Por ejemplo: es sin duda comprensible que todos los responsables directos o indirectos de la dictadura odien a los Kirchner. Como dijo Videla “Este gobierno es lo peor que nos pudo pasar”. Los enjuiciados, aquellos con posibilidades de serlo, sus familiares, sus amigos, los identificados con los argumentos o ideales de la dictadura, los que fueron sus cómplices civiles aunque nunca se hayan ensuciado las manos torturando, no pueden sentir otra cosa que odio hacia quienes los llevaron a tener que hacer frente a sus crímenes y a la herida narcisista de saber a “su criminal yo” mostrado entre rejas ante la sociedad, con toda su infinita crueldad expuesta. Ellos que se consideraron los salvadores de la patria, odian. Por ello, han actuado y actúan en consecuencia. 
Es comprensible el odio de los sectores agrarios más concentrados cuyos descomunales intereses pueden haber sido (siquiera mínimamente) afectados, pero mucho más lo fue su autopercepción de heráldica omnipotencia. Esa que pulsa su hondo e histórico desprecio (velado por su bonhomía paternalista) hacia la peonada, o hacia la más urbana “negrada”, y que les hace ver aquello a lo que su diario: La Nación, llama populista, como la expresión de su más radical enemigo.
Es comprensible el odio de los periodistas que tan acostumbrados a ser los dueños de la última palabra se encontraron de golpe frente a programas que podían mostrar sus caras menos presentables tan bien ocultas tras el falso ropaje de una independencia que jamás ningún periodista tuvo, ni podrá tener. 
 

Hay muchos motivos que explican odios comprensibles.

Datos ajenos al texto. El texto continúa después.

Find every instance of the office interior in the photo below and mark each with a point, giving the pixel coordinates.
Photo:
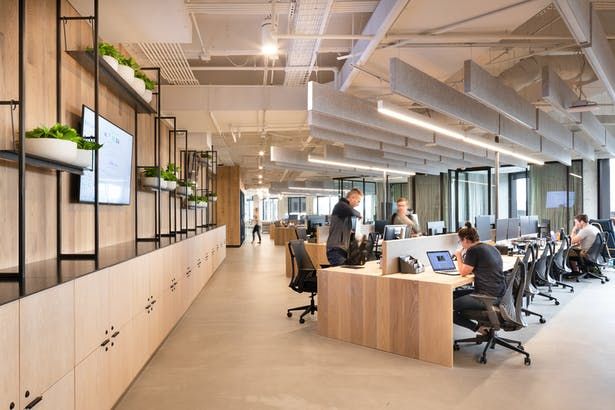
(142, 143)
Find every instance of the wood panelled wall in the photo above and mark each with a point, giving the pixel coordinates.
(116, 222)
(228, 206)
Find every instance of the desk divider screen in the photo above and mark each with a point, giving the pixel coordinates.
(417, 247)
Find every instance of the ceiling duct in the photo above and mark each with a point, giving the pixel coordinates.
(172, 62)
(311, 17)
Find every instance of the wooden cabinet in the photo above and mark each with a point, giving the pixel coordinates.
(47, 340)
(9, 352)
(59, 396)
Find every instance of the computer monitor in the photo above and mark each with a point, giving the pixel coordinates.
(483, 226)
(392, 232)
(379, 226)
(435, 227)
(513, 228)
(501, 229)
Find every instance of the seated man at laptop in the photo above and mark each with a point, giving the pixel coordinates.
(485, 262)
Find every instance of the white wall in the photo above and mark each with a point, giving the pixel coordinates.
(590, 188)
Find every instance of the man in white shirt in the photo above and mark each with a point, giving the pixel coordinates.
(582, 238)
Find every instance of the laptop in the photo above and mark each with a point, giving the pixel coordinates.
(442, 262)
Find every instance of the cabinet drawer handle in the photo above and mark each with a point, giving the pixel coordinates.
(34, 402)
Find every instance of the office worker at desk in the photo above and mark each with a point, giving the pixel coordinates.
(485, 262)
(341, 224)
(582, 238)
(401, 217)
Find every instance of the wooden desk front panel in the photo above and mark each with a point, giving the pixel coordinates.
(407, 317)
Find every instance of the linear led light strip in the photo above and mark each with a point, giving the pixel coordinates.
(357, 166)
(423, 122)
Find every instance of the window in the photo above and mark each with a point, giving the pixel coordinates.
(269, 210)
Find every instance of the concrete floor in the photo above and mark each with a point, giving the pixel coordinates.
(236, 349)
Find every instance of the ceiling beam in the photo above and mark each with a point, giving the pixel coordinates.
(379, 23)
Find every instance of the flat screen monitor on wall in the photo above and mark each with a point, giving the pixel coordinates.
(115, 161)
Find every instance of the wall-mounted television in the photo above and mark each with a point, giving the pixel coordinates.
(115, 161)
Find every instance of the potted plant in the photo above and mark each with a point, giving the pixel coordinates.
(151, 178)
(170, 176)
(58, 143)
(126, 68)
(84, 152)
(185, 187)
(108, 53)
(192, 201)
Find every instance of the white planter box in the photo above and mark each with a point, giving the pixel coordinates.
(147, 95)
(53, 149)
(127, 73)
(84, 158)
(138, 85)
(184, 190)
(111, 61)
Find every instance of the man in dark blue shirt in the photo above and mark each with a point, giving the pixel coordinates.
(341, 224)
(485, 262)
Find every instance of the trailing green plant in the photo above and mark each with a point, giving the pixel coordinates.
(106, 49)
(151, 172)
(57, 131)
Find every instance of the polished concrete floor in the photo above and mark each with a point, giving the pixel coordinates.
(236, 349)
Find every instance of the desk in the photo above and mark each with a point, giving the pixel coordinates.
(317, 253)
(406, 314)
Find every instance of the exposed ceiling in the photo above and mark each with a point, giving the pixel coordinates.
(219, 82)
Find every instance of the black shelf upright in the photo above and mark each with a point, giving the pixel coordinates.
(61, 21)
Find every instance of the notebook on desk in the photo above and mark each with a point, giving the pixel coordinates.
(442, 262)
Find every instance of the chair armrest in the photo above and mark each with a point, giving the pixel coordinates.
(490, 307)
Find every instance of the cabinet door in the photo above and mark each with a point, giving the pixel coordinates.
(9, 354)
(59, 396)
(121, 370)
(92, 380)
(121, 292)
(47, 338)
(91, 313)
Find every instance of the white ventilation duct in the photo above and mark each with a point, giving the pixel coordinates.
(172, 61)
(311, 17)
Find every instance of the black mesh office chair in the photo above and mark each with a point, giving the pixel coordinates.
(301, 233)
(591, 264)
(541, 272)
(529, 264)
(303, 278)
(504, 314)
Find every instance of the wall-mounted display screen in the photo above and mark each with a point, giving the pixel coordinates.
(115, 161)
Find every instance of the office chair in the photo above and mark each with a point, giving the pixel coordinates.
(541, 275)
(593, 262)
(302, 280)
(301, 233)
(504, 314)
(374, 238)
(529, 264)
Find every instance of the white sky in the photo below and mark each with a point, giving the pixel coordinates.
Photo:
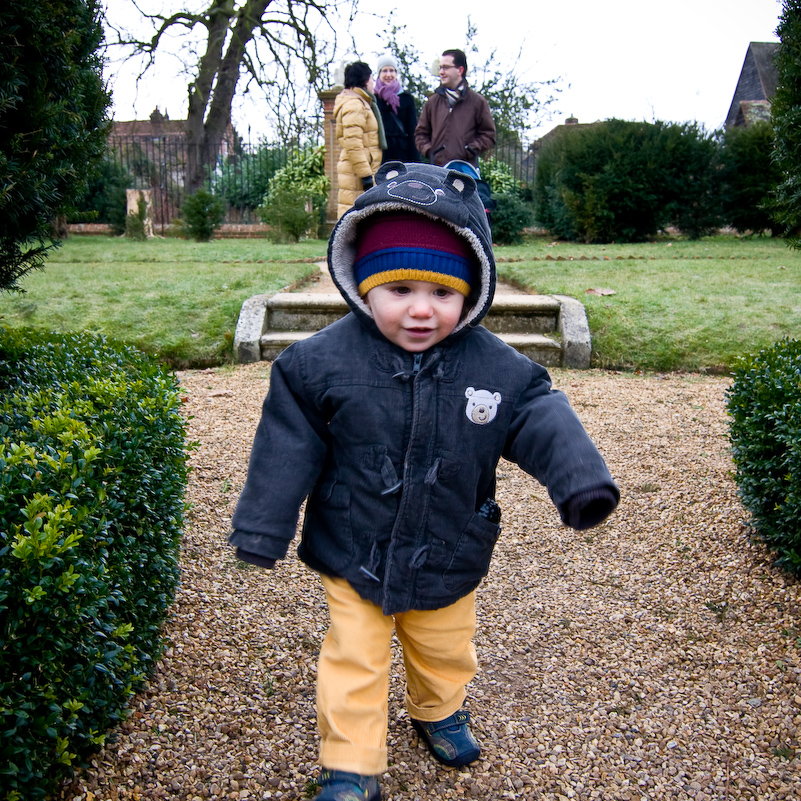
(632, 59)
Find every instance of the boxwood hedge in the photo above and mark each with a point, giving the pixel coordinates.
(93, 471)
(764, 402)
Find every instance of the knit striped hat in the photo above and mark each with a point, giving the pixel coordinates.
(403, 246)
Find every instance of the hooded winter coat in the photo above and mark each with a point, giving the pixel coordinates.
(360, 154)
(397, 451)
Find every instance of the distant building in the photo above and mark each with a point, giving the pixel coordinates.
(756, 86)
(160, 130)
(154, 153)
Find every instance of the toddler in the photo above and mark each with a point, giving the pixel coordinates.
(391, 422)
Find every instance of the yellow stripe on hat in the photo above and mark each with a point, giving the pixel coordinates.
(389, 276)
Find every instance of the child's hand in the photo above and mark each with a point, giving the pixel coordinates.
(589, 508)
(254, 559)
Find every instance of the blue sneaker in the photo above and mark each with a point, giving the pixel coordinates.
(450, 740)
(339, 785)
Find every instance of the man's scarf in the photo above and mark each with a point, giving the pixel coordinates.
(389, 93)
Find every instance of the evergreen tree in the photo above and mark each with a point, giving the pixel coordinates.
(786, 116)
(748, 176)
(53, 122)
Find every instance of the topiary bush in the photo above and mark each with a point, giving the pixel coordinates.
(620, 181)
(510, 216)
(289, 214)
(764, 403)
(302, 180)
(202, 214)
(93, 472)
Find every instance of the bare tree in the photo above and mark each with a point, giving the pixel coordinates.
(277, 44)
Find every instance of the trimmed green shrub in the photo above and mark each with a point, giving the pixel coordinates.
(243, 179)
(748, 176)
(619, 181)
(764, 402)
(499, 177)
(785, 113)
(93, 471)
(106, 200)
(135, 221)
(53, 122)
(289, 214)
(202, 214)
(303, 177)
(509, 217)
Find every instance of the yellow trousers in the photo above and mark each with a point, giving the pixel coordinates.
(353, 673)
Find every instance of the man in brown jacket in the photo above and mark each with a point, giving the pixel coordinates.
(455, 122)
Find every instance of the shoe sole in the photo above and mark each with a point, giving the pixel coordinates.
(459, 762)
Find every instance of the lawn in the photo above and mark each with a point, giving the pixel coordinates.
(666, 305)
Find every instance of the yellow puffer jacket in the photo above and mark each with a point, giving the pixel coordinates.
(357, 132)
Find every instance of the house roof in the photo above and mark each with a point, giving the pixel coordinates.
(757, 82)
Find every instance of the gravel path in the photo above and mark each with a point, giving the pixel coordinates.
(655, 657)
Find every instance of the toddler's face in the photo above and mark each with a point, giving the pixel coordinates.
(415, 315)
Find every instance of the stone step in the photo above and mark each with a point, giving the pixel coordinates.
(299, 311)
(539, 348)
(550, 329)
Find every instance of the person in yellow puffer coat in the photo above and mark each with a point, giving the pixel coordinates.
(357, 129)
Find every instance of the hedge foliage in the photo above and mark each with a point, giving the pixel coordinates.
(785, 113)
(53, 122)
(93, 471)
(764, 402)
(619, 181)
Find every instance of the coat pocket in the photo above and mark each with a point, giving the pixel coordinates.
(327, 529)
(472, 554)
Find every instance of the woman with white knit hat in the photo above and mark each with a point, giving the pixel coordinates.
(397, 113)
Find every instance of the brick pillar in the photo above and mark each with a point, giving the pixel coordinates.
(327, 97)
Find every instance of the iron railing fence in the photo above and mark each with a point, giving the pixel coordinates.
(160, 164)
(519, 157)
(241, 177)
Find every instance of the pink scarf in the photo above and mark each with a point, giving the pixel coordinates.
(389, 93)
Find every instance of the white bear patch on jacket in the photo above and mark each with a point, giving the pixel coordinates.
(482, 405)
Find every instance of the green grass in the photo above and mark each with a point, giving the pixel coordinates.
(677, 305)
(177, 299)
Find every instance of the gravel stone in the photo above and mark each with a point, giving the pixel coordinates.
(657, 656)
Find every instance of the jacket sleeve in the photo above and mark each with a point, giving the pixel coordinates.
(422, 132)
(353, 128)
(548, 441)
(485, 133)
(287, 456)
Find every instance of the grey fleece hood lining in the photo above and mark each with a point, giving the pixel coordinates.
(343, 252)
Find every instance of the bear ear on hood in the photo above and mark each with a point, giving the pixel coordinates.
(390, 171)
(462, 183)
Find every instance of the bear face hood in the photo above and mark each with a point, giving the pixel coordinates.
(436, 192)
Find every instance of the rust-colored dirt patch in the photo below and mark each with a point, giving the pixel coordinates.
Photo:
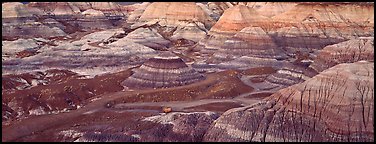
(259, 71)
(216, 107)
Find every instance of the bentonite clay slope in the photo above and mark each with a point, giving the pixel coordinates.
(250, 41)
(345, 52)
(334, 20)
(326, 107)
(163, 71)
(238, 17)
(267, 9)
(173, 12)
(16, 9)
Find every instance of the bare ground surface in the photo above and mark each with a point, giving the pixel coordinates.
(33, 125)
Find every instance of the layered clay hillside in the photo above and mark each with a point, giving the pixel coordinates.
(188, 71)
(164, 71)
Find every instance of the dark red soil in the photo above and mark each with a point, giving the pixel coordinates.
(259, 71)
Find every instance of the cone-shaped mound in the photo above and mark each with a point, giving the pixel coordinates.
(238, 17)
(163, 71)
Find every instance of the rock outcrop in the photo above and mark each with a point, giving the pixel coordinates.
(20, 21)
(164, 71)
(310, 26)
(171, 127)
(238, 17)
(137, 12)
(148, 37)
(186, 17)
(232, 21)
(252, 42)
(171, 13)
(326, 107)
(346, 52)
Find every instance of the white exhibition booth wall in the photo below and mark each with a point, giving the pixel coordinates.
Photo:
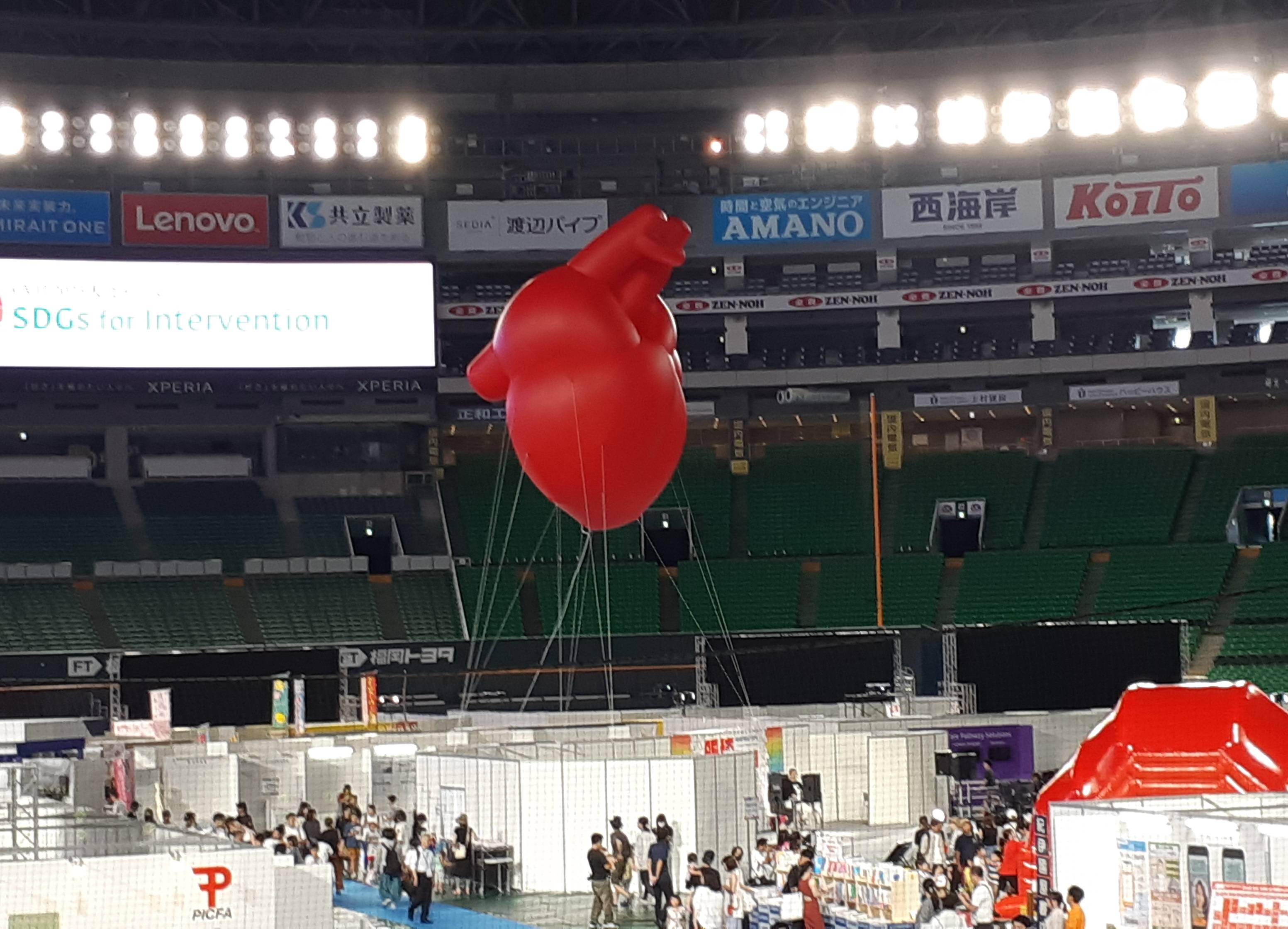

Odios que además motorizan perfiles sádicos, en los que la crueldad le da otra dimensión. Un paciente atravesado por la contradicción entre su rechazo ideológico a Macri y su odio visceral, invadido de sentimientos vengativos hacia funcionarios kirchneristas que tuvo que soportar y padecer, transmite su angustia ante su voto. Pero sobre todo, trasmite su desilusión hacia sí mismo acostumbrado a una ética imaginaria de la inmaculada perfección. Saber que la fuente de su voto era su deseo de vengarse de aquellos que le hicieron padecer atentaba contra su imagen de sí (Donde la dimensión gozosa de su venganza era aún más difícil de tolerar para él). Sin embargo, esto no desligitimaba su voto. Para mí resultaba evidente que en su situación había un único voto posible para él. Ni siquiera la abstención era una alternativa. Su voto no era el mío, por cierto. Ganas tenía de contradecirlo, evidente. Pero no lo hice. Son los momentos en que nuestros deseos personales chocan con la experiencia psíquica de un paciente y el rehusamiento se hace perentorio. Su voto era claro, pero su contradicción también. Y en esa contradicción el odio (preñado de goce sádico) que no podía terminar de reconocer en él estaba presente imponiéndose como un daño para su bella imagen de sí, sin advertir que ese acto de venganza electoral le permitía la apropiación de aspectos agresivos-sexuales que estaban excluidos de su vida mental.
 

Motivos de rechazo hacia un gobernante o una persona puede haber de distinto origen. Es la respuesta del focus group al que alude Barba: los motivos por los que podemos caer mal, son infinitos. 
 

Seguro que Cristina Kirchner logró que muchos maestros se sintieran agredidos cuando hizo referencia al uso abusivo de licencias. Muchísimos lo recordaron al momento de votar aunque observaran que la educación había tenido mejoras notables en relación con la destrucción que había sufrido durante décadas.  Pero el narcisismo herido del docente queda allí como una llaga abierta si alguien sabe tirar sal en el momento justo. El dolor narcisista es mucho más fuerte que cualquier razón.
 

Ejemplos se podrían dar de a montones.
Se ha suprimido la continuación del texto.